Sompolinsky remained in Sweden for the rest of the war, later returning to Copenhagen and completing his doctorate of veterinary medicine in 1946, and serving as a senior research fellow at the Veterinary Serum Institute in Copenhagen until 1950, when he, his wife and their three children moved to Israel.

“He was such a modest person, he never talked about it… he talked here and there and I learned [his stories] from books and everything,” said Sompolinsky’s daughter-in-law.

After arriving in Israel in 1951, Sompolinsky went on to have a distinguished career in microbiology, serving as a professor at Bar-Ilan University and as the head of its microbiology department until 1970. In 1960, he took part in an IDF medical mission to Kinshasa to provide humanitarian aid to those in the Congo during the country’s bloody civil war.
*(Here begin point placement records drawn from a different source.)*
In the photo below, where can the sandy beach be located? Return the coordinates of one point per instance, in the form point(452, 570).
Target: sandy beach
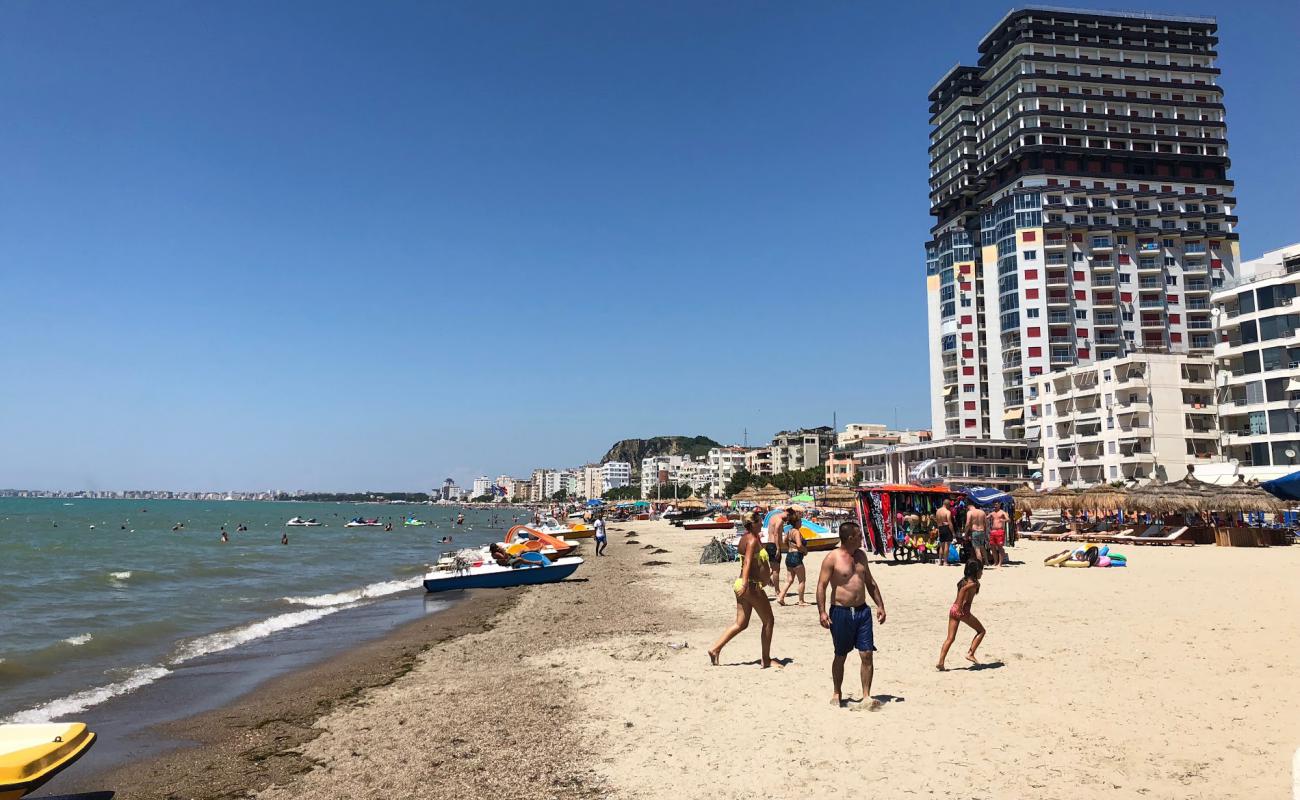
point(1173, 678)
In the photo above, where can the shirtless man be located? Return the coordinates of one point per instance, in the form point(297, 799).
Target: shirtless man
point(944, 519)
point(849, 621)
point(976, 527)
point(997, 524)
point(774, 540)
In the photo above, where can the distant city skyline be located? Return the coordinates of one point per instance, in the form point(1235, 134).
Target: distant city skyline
point(333, 247)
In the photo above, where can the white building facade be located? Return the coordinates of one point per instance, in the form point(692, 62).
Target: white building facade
point(1259, 355)
point(1134, 418)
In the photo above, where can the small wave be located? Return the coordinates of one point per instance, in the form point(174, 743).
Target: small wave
point(79, 701)
point(215, 643)
point(369, 592)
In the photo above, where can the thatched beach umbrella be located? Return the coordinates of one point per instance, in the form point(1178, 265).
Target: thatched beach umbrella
point(1060, 498)
point(839, 497)
point(1242, 498)
point(1103, 497)
point(1026, 498)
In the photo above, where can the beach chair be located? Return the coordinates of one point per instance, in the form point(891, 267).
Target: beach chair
point(1143, 533)
point(1177, 536)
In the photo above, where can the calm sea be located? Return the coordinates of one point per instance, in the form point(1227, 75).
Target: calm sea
point(100, 597)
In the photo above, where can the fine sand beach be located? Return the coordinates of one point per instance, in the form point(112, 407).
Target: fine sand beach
point(1174, 678)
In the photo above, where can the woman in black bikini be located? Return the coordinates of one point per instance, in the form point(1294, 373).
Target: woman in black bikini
point(961, 612)
point(750, 592)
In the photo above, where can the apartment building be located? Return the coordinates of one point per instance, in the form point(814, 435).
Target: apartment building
point(957, 462)
point(1259, 354)
point(1132, 418)
point(724, 463)
point(1082, 206)
point(802, 449)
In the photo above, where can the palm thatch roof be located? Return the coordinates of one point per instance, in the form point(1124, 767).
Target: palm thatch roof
point(839, 497)
point(1103, 497)
point(1056, 498)
point(1026, 498)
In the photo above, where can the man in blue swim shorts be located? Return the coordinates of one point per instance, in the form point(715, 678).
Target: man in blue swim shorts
point(849, 619)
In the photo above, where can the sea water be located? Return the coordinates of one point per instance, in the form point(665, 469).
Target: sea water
point(102, 597)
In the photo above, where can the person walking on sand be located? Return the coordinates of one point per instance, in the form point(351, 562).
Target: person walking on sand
point(997, 524)
point(849, 619)
point(944, 519)
point(796, 549)
point(976, 527)
point(750, 591)
point(601, 540)
point(961, 612)
point(774, 539)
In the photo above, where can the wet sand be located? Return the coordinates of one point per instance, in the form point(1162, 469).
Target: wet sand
point(1174, 678)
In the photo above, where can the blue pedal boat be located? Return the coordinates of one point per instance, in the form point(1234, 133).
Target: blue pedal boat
point(493, 576)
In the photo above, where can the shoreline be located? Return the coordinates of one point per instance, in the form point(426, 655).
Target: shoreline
point(250, 743)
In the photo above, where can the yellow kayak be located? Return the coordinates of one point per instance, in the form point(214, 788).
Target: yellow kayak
point(34, 753)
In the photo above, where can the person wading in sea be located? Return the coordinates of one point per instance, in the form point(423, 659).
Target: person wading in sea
point(849, 619)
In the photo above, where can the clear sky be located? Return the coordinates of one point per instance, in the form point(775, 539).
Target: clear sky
point(371, 245)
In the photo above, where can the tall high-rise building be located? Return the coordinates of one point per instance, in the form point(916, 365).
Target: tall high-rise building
point(1078, 180)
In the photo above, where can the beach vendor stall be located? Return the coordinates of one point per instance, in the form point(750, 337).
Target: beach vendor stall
point(878, 506)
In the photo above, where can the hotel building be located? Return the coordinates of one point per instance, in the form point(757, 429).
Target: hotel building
point(1259, 357)
point(1134, 418)
point(1082, 206)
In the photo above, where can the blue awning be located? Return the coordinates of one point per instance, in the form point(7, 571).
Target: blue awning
point(1286, 487)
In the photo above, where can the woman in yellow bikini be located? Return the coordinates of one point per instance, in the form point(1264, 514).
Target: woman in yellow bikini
point(750, 592)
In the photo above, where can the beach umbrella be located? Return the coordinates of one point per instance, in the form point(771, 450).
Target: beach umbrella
point(1026, 498)
point(1103, 497)
point(1057, 498)
point(1243, 498)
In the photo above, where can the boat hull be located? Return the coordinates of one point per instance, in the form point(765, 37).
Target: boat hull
point(30, 755)
point(493, 578)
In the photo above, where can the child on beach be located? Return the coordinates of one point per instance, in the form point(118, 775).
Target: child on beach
point(961, 612)
point(750, 591)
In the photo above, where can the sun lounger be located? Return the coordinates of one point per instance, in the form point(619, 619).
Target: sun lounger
point(1174, 537)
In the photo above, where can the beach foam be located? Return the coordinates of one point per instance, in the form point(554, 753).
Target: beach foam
point(224, 640)
point(375, 589)
point(79, 701)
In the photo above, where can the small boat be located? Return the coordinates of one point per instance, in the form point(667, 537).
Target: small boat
point(494, 576)
point(719, 523)
point(30, 755)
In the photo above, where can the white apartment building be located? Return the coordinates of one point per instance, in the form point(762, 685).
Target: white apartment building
point(1259, 355)
point(1082, 206)
point(724, 463)
point(615, 475)
point(956, 462)
point(802, 449)
point(1132, 418)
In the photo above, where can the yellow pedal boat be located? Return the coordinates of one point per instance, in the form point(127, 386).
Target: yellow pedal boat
point(34, 753)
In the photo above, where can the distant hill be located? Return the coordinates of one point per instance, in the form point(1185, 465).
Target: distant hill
point(632, 450)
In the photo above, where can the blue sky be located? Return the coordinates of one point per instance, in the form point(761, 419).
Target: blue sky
point(347, 246)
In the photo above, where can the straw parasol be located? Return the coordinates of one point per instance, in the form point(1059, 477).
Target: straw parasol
point(1026, 498)
point(839, 497)
point(1242, 498)
point(1103, 497)
point(1056, 498)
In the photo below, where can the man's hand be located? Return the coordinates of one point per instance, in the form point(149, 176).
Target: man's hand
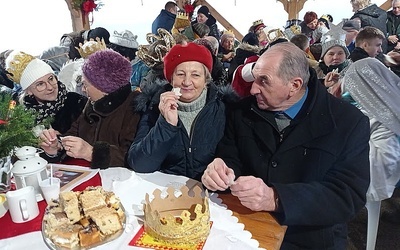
point(254, 194)
point(218, 176)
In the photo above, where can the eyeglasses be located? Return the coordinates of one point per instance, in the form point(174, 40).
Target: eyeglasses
point(42, 85)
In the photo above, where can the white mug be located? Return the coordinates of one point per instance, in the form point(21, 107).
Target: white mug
point(22, 204)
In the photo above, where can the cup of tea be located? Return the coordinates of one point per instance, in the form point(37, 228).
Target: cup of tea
point(22, 204)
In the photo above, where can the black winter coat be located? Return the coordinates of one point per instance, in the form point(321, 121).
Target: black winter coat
point(375, 17)
point(320, 170)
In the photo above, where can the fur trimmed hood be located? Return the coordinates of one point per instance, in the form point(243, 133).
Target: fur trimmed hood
point(149, 98)
point(249, 47)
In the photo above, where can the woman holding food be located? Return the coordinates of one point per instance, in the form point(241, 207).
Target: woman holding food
point(182, 119)
point(105, 130)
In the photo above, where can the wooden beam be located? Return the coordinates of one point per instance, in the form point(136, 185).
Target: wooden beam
point(293, 7)
point(79, 20)
point(222, 20)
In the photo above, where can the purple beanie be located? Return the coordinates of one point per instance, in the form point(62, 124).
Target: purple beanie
point(107, 70)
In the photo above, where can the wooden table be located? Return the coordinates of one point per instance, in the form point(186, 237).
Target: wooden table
point(262, 225)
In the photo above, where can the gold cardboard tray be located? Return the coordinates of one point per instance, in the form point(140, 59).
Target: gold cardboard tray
point(107, 239)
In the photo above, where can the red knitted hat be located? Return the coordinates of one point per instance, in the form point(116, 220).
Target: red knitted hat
point(310, 16)
point(185, 53)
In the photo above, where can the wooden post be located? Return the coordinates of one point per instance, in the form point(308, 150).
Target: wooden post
point(79, 20)
point(293, 7)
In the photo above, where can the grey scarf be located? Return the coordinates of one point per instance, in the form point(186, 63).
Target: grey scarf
point(376, 89)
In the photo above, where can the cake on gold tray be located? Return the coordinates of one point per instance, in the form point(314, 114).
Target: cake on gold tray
point(82, 220)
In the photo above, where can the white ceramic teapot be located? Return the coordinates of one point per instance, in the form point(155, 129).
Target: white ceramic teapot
point(30, 169)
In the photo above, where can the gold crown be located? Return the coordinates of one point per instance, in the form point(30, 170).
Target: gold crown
point(228, 32)
point(17, 64)
point(182, 15)
point(91, 46)
point(153, 54)
point(183, 220)
point(258, 22)
point(275, 34)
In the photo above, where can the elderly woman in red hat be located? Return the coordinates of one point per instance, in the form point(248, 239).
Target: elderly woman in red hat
point(183, 119)
point(105, 130)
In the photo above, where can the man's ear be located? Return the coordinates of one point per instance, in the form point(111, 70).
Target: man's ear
point(297, 84)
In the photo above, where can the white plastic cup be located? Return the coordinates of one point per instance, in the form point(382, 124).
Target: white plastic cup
point(22, 204)
point(50, 190)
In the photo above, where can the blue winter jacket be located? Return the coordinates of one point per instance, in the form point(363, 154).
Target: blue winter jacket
point(160, 146)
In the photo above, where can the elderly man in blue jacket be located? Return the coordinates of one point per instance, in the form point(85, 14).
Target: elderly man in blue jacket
point(296, 151)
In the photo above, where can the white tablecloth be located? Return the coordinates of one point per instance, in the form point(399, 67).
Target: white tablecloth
point(226, 232)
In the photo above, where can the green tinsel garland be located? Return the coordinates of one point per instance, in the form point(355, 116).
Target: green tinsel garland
point(17, 131)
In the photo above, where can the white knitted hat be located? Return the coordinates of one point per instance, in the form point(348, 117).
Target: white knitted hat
point(124, 39)
point(26, 69)
point(336, 36)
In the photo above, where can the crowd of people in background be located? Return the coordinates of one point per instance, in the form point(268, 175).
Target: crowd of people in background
point(288, 119)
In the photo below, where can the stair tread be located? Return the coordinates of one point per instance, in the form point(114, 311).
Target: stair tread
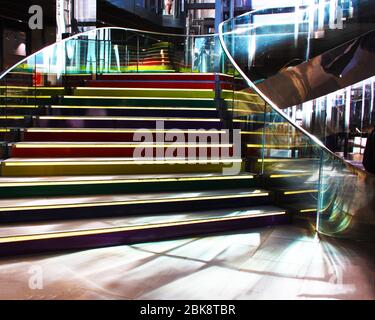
point(8, 181)
point(130, 118)
point(56, 144)
point(95, 200)
point(118, 160)
point(58, 226)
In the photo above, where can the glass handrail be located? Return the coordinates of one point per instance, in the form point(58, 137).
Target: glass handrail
point(289, 151)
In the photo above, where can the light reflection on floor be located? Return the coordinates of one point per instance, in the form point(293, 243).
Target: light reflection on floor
point(284, 262)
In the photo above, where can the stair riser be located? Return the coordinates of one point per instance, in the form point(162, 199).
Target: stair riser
point(137, 236)
point(158, 85)
point(78, 123)
point(145, 93)
point(158, 102)
point(135, 112)
point(92, 136)
point(122, 188)
point(61, 170)
point(112, 152)
point(162, 77)
point(129, 209)
point(308, 199)
point(287, 181)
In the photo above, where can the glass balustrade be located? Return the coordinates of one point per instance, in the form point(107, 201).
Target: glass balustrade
point(276, 146)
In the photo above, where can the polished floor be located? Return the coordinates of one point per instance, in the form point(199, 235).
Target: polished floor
point(284, 262)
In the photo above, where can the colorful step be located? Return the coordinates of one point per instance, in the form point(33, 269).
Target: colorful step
point(115, 184)
point(82, 234)
point(104, 166)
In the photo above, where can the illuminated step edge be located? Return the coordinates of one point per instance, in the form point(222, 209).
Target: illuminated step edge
point(112, 161)
point(277, 146)
point(120, 118)
point(104, 130)
point(132, 108)
point(295, 192)
point(139, 89)
point(138, 98)
point(19, 106)
point(91, 202)
point(287, 159)
point(105, 145)
point(25, 96)
point(50, 181)
point(49, 167)
point(191, 224)
point(32, 88)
He later served as the university’s Efraim Rapoport chair in medical microbiology, before becoming director of the microbiology lab at the Mayanei Hayeshua Medical Center in Bnei Brak in 1991, at age 70.

Sompolinsky worked at the hospital until he was 94 years old. “They wanted him to stay, but the Health Ministry wouldn’t give him a license anymore,” recalled his daughter-in-law.

Sompolinsky is survived by 10 children, 83 grandchildren, hundreds of great-grandchildren and at least 30 great-great-grandchildren, according to his daughter-in-law. His wife, Ilona Malik Sompolinsky, pre-deceased him.